Une transition énergétique en demi-teinte à Lagos
Au Nigeria, l’un des plus grands marchés de transport informel d’Afrique de l’Ouest, une initiative audacieuse tente de transformer les tricycles à essence en véhicules électriques. Mais le modèle révèle une tension centrale : comment électrifier le transport dans un contexte où l’accès à l’électricité fiable reste limité ?
Un projet de conversion proposé à Lagos offre aux conducteurs de tricycles une transition sans coût initial d’acquisition. Les véhicules sont convertis à la batterie électrique, mais le système de recharge s’appuie partiellement sur des générateurs diesel. Cette approche soulève des questions fondamentales sur l’authenticité de la transition énergétique dans les contextes urbains africains à faibles ressources.
Le transport informel, colonne vertébrale de la mobilité urbaine ouest-africaine
Les tricycles motorisés constituent un mode de transport majeur en Afrique de l’Ouest. Au Nigeria, en Guinée et dans toute la région CEDEAO, des millions de petits transporteurs dépendent de ces véhicules pour leur subsistance. À Lagos seul, les tricycles assurent une part significative des trajets urbains et périurbains, reliant les zones que le transport de masse public ne dessert pas.
Cette mobilité peu réglementée offre des avantages économiques directs : emplois, flexibilité, accessibilité financière. Mais elle engendre aussi pollution atmosphérique, congestion et consommation d’énergies fossiles. La transition vers l’électrique apparaît logique, mais elle bute sur une réalité : la précarité énergétique.
L’électrification par le diesel : un paradoxe révélateur
Recourir à des générateurs diesel pour charger les batteries électriques ne résout pas le problème fondamental. Certes, un moteur thermique central est plus efficace qu’une myriade de petits moteurs individuels, et les véhicules en circulation restent zéro-émission locale. Mais sur l’ensemble du cycle de vie énergétique, les gains climatiques s’amenuisent significativement.

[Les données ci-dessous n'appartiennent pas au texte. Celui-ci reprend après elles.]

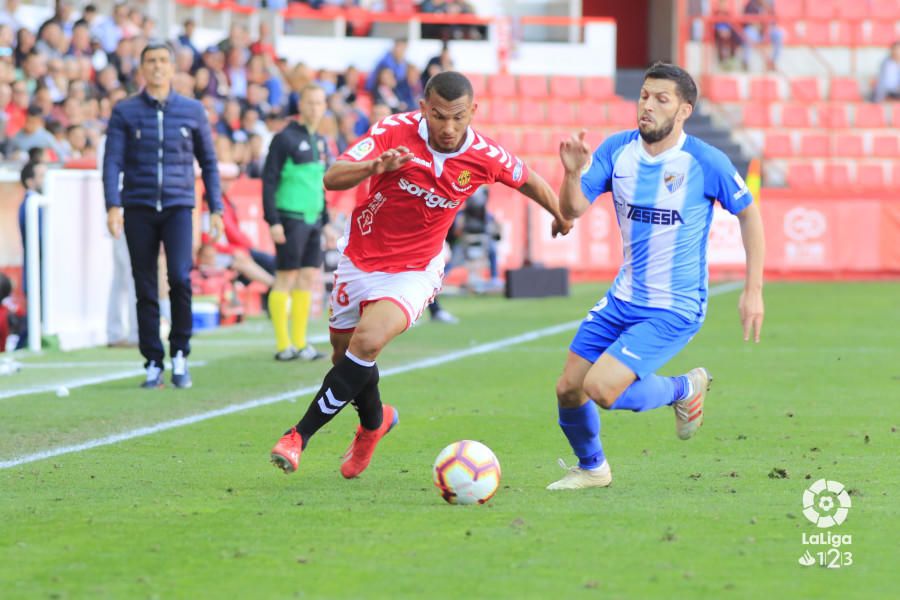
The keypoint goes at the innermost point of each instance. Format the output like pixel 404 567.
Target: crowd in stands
pixel 58 85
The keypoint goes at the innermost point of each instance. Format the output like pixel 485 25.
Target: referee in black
pixel 294 208
pixel 151 141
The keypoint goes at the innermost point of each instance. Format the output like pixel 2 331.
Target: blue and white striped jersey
pixel 664 206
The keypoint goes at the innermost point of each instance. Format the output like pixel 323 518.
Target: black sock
pixel 342 384
pixel 368 404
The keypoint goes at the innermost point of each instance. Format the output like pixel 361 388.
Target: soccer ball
pixel 467 472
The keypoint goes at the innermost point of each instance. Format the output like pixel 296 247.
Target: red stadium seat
pixel 779 145
pixel 886 146
pixel 833 116
pixel 789 10
pixel 502 86
pixel 597 88
pixel 870 175
pixel 592 113
pixel 721 88
pixel 814 145
pixel 821 9
pixel 848 145
pixel 533 86
pixel 844 88
pixel 837 175
pixel 869 115
pixel 764 89
pixel 801 175
pixel 805 89
pixel 564 86
pixel 795 115
pixel 532 112
pixel 623 114
pixel 560 112
pixel 757 115
pixel 537 142
pixel 503 112
pixel 479 84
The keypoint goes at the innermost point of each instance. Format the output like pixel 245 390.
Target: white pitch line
pixel 80 382
pixel 265 401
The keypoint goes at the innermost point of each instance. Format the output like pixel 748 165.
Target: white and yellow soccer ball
pixel 467 472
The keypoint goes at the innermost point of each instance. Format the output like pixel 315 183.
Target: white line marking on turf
pixel 81 382
pixel 265 401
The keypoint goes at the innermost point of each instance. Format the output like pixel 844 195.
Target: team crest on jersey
pixel 673 180
pixel 361 149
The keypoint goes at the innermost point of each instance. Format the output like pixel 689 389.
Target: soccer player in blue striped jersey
pixel 663 185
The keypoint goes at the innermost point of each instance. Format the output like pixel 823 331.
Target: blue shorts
pixel 643 339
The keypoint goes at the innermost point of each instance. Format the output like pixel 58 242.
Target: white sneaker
pixel 309 353
pixel 577 478
pixel 689 412
pixel 442 316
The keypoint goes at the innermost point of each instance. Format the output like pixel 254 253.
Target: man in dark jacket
pixel 152 139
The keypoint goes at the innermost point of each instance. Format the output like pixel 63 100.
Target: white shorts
pixel 354 289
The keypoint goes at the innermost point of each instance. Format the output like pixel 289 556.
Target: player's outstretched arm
pixel 536 188
pixel 750 304
pixel 345 174
pixel 574 154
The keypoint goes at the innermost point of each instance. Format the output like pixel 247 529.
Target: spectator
pixel 395 60
pixel 757 32
pixel 32 135
pixel 888 84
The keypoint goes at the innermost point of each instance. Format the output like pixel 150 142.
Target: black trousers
pixel 145 229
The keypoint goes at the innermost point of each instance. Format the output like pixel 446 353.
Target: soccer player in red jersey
pixel 423 165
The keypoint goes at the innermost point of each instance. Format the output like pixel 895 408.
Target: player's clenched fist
pixel 391 160
pixel 574 152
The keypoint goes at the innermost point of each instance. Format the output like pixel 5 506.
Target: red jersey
pixel 401 224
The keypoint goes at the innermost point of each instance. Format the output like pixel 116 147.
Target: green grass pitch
pixel 197 511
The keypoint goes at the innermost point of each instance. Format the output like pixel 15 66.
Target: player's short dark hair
pixel 449 85
pixel 684 83
pixel 158 45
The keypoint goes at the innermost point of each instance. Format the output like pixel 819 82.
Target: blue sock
pixel 582 426
pixel 649 392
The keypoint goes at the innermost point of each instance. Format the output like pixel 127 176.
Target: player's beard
pixel 651 136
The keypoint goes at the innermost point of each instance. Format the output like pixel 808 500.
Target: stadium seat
pixel 805 89
pixel 886 146
pixel 870 175
pixel 814 145
pixel 833 116
pixel 597 88
pixel 592 113
pixel 536 141
pixel 869 116
pixel 844 88
pixel 849 145
pixel 532 86
pixel 560 112
pixel 503 112
pixel 837 175
pixel 479 84
pixel 757 115
pixel 721 88
pixel 795 115
pixel 789 10
pixel 623 114
pixel 764 89
pixel 801 175
pixel 532 112
pixel 779 145
pixel 502 86
pixel 565 87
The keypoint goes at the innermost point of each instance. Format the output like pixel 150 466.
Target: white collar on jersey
pixel 440 157
pixel 645 156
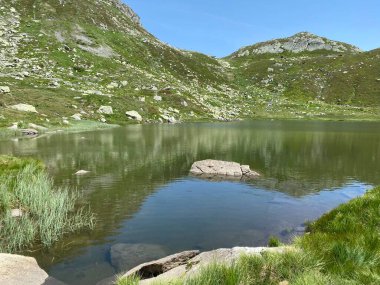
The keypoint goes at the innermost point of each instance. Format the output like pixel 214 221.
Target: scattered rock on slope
pixel 24 108
pixel 5 89
pixel 134 115
pixel 106 110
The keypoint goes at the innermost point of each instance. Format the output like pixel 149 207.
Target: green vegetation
pixel 48 212
pixel 274 242
pixel 341 248
pixel 70 60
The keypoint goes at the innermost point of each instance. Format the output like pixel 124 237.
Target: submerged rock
pixel 125 256
pixel 217 168
pixel 22 270
pixel 187 264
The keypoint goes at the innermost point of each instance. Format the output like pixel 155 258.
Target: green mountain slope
pixel 60 54
pixel 69 58
pixel 308 67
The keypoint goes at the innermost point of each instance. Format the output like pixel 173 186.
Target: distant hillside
pixel 308 67
pixel 92 60
pixel 298 43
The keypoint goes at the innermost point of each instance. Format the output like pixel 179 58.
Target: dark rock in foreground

Cette approche reflète néanmoins une réalité pragmatique : en l’absence d’électricité réseau fiable et suffisante, les innovateurs africains doivent s’adapter. Le modèle révèle comment la transition énergétique continentale ne peut pas simplement reproduire les trajets des pays du Nord, mais doit inventer des solutions hybrides ancrées dans les contraintes locales.
Vers une électrification véritable de la CEDEAO
Pour que la mobilité électrique soit durable en Afrique de l’Ouest, trois conditions s’imposent : augmenter la capacité de génération d’électricité renouvelable, densifier les réseaux de distribution, et soutenir les entrepreneurs locaux qui innovent. Des institutions comme la Banque de l’Afrique de l’Ouest (BOA) et les banques nationales pourraient financer l’infrastructure de charge aux énergies renouvelables.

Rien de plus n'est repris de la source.